98話
猫のようにしなやかな動きで下の露台へ飛び降りたレイは、痛みに小さく身体を丸めて踞るランディの背中に向けて声を掛けた。
「ねえ、…大丈夫?」
「ヒェ!? あ、だ、大丈夫、でフッ…!」
あ、噛んだ、と思ったが、それより前にランディが口を両手で覆って涙目になる。
…………。うん。
「根っからのドジ属性か…」
「よ、よく言われます……」
言われちゃうのかー。
まさかの周知のドジっ娘だとは思わず、これでよく叛逆軍を率いてここにたどり着いたものだと感心した。ーーが、瞬時に、いや、カルロが上手くフォローしてたんだろうなと撤回する。何せ一癖も二癖もある聖騎士団長の補佐をしていた彼だ。それとなく転倒を阻止したりなどは訳無いだろう。

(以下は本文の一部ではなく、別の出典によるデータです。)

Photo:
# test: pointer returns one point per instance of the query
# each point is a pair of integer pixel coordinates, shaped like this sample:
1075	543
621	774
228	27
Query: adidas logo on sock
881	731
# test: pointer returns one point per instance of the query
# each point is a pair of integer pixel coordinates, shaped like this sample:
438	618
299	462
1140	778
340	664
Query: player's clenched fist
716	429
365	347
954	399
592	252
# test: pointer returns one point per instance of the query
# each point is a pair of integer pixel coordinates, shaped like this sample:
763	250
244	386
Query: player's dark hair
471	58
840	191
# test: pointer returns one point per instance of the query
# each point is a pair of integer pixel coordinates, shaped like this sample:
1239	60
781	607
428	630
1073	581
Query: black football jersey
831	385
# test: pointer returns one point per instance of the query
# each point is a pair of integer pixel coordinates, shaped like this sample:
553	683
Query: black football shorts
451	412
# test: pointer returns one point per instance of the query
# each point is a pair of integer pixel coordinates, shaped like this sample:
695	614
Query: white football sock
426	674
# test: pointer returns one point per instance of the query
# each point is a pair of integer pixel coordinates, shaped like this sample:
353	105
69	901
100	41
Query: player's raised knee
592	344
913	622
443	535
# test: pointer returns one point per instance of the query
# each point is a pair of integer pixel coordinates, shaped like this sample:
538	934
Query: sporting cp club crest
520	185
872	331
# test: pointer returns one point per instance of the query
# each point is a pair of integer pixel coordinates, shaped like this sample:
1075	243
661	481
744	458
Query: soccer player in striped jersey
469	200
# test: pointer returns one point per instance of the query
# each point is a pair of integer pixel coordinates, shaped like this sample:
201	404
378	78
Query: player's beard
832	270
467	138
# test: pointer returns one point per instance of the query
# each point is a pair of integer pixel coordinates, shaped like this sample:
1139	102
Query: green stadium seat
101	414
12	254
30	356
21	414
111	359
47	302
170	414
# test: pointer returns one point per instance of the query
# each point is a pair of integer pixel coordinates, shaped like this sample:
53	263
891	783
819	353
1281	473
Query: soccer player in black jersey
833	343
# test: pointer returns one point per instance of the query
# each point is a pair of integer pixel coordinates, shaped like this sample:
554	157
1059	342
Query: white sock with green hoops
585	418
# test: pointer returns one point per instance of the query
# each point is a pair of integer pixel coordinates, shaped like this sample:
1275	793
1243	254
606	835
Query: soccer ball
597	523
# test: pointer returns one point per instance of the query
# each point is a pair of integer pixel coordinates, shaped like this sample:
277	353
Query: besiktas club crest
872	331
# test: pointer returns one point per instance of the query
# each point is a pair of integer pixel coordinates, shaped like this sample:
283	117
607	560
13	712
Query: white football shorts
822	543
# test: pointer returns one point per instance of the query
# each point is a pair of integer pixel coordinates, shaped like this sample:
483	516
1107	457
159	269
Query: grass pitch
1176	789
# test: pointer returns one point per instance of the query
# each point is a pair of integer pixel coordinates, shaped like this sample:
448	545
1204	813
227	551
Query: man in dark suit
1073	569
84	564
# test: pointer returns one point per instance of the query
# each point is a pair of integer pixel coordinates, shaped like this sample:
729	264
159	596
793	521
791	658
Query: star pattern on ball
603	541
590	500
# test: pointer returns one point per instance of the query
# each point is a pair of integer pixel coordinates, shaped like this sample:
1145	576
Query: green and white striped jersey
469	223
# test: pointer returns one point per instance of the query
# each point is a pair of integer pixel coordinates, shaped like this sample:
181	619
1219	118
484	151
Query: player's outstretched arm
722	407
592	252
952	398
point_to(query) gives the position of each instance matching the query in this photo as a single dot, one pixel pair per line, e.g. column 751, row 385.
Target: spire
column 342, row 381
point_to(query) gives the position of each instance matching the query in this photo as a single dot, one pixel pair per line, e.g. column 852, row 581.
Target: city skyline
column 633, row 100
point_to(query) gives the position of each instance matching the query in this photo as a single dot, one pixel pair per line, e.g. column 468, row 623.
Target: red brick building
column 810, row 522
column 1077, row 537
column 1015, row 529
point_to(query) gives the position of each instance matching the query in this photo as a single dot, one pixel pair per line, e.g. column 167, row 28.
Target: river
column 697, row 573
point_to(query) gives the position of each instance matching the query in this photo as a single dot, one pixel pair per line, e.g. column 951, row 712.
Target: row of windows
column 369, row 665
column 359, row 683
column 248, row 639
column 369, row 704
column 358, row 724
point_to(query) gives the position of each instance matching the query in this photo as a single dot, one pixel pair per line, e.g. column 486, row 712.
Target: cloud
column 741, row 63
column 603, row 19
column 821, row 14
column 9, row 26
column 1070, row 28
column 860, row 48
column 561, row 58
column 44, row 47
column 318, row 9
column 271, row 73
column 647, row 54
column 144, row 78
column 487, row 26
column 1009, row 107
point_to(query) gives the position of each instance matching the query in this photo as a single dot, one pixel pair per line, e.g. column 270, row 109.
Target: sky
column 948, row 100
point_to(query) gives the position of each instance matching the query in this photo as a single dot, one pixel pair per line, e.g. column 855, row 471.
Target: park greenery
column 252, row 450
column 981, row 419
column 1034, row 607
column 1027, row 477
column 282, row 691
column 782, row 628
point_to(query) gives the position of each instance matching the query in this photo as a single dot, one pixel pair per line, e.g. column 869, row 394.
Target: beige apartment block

ぶつけた頭を撫でつつ、ランディは困惑しきりの表情でノロノロと立ち上がった。
「あ、あの…私に何か御用でしたか…?」
「ん。いや…」
偶々見つけて声を掛けただけ、とは何となく言い辛くてレイが口籠っていると、ランディは不思議そうに瞬きをして部屋の中へと促す。
「あの、宜しければ、中にお入りになりませんか? お茶でも…」
「え? あーううん。すぐに戻るから。窓も開けっぱなしだし」
レイが遠慮して辞退すると、あからさまに肩を落とす。
「そうですか……」
「…………ん。またの機会に頼むね」
「! は、はい!!」
パアッと顔を明るくさせて大きく頷く姿に、レイは予てより気になっていたことを口にした。
「ねえ、…なんで、そんなに俺のことを慕ってくれてるの?」
顔合わせもしたことの無い、名ばかりの婚約者のことを。